Roland has produced all four Collective Soul albums himself, but said one of few outside producers he would consider working with is former Cars frontman Ric Ocasek, who's produced such bands as Weezer, Nada Surf and Guided by Voices since the Cars broke up in the late '80s.

"The Cars had great keyboard riffs. ... It wasn't guitar riffs, but it was the same thing," he added, explaining that he had always admired how the band's synthesizer motifs complemented its songs' vocal melodies. Roland cited the 1979 album Candy-O, which included the hit title song (RealAudio excerpt), as a particular favorite.

Roland said he and his bandmates — his brother, Dean Roland (rhythm guitar), Ross Childress (lead guitar), Will Turpin (bass) and Shane Evans (drums) — framed their approach to their music around fans' instant embrace of "Shine," which began getting radio play in his native Georgia after he leaked a solo demo of the song to a few stations.

Although Roland had just dissolved an earlier version of Collective Soul to record such demos on his own, he quickly brought the band's current lineup together after "Shine" sparked interest from major labels. Together they signed to Atlantic Records, which released an album, Hints, Allegations and Things Left Unsaid, consisting largely of Roland's demos. Among them was the unaltered version of "Shine," which became a nationwide hit exactly as it was recorded in Roland's basement.

"We took off from that and said, 'This band's gonna be about songs,' " instead of a particular image or style, Roland explained. Accordingly, the band's subsequent albums, Collective Soul (1995) and Disciplined Breakdown (1997), spun off multiple hits.

One unwanted side effect of the success of "Shine" was the development of what Roland said was a widespread misconception about the band. The lyrics of the song's chorus — "Heaven let your light shine down" — as well as the fact that Roland's father is a minister, led some to label Collective Soul a Christian band in the vein of such proselytizing rockers as Jars of Clay.

"Everyone assumed the heaven [in the song] was a Christian heaven," Roland said, still peeved five years after the song's success. "Led Zeppelin sang 'Stairway to Heaven' and nobody accused them of being a Christian band."

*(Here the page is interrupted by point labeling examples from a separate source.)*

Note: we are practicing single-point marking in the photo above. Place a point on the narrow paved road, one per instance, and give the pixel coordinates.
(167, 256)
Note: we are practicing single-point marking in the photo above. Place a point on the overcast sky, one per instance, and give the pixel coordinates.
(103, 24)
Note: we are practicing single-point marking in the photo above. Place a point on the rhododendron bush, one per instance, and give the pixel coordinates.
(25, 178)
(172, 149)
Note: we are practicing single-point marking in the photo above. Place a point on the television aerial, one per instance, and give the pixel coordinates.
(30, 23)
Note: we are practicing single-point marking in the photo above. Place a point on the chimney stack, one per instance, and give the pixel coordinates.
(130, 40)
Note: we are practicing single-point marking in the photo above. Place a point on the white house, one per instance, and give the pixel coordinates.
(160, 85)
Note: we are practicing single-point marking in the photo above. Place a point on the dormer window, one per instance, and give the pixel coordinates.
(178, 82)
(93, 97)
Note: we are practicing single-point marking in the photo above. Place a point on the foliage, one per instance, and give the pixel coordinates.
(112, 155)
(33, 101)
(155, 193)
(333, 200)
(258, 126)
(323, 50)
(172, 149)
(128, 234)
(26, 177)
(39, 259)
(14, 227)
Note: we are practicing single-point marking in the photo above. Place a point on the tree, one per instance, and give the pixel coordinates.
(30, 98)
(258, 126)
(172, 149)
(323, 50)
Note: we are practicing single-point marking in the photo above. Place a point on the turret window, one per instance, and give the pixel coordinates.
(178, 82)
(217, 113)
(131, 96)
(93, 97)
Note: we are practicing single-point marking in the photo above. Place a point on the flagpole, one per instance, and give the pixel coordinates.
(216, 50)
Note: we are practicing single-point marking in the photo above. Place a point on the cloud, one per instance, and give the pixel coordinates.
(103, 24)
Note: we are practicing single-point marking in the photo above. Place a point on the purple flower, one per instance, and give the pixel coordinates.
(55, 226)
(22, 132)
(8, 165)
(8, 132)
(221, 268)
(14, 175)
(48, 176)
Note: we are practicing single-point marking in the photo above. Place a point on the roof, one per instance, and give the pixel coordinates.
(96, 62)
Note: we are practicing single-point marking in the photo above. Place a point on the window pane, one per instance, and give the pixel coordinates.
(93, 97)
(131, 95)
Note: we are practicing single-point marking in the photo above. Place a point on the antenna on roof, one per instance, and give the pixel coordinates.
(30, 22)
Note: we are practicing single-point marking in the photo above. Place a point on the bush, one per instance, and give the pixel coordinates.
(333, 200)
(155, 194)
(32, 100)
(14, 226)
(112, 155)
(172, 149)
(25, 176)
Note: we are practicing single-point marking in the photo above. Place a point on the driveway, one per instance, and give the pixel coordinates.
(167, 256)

Regardless of the band's spiritual orientation, Collective Soul's consistent radio success can be at least partly attributed to their traditionalist, carefully molded guitar-rock sound, Maxwell said.

"They're a pretty safe band for radio to embrace. Their sound bridges the gap between old product and new," she said. "A programmer can put a Collective Soul song between tracks by Tom Petty and Stone Temple Pilots, and it will fit."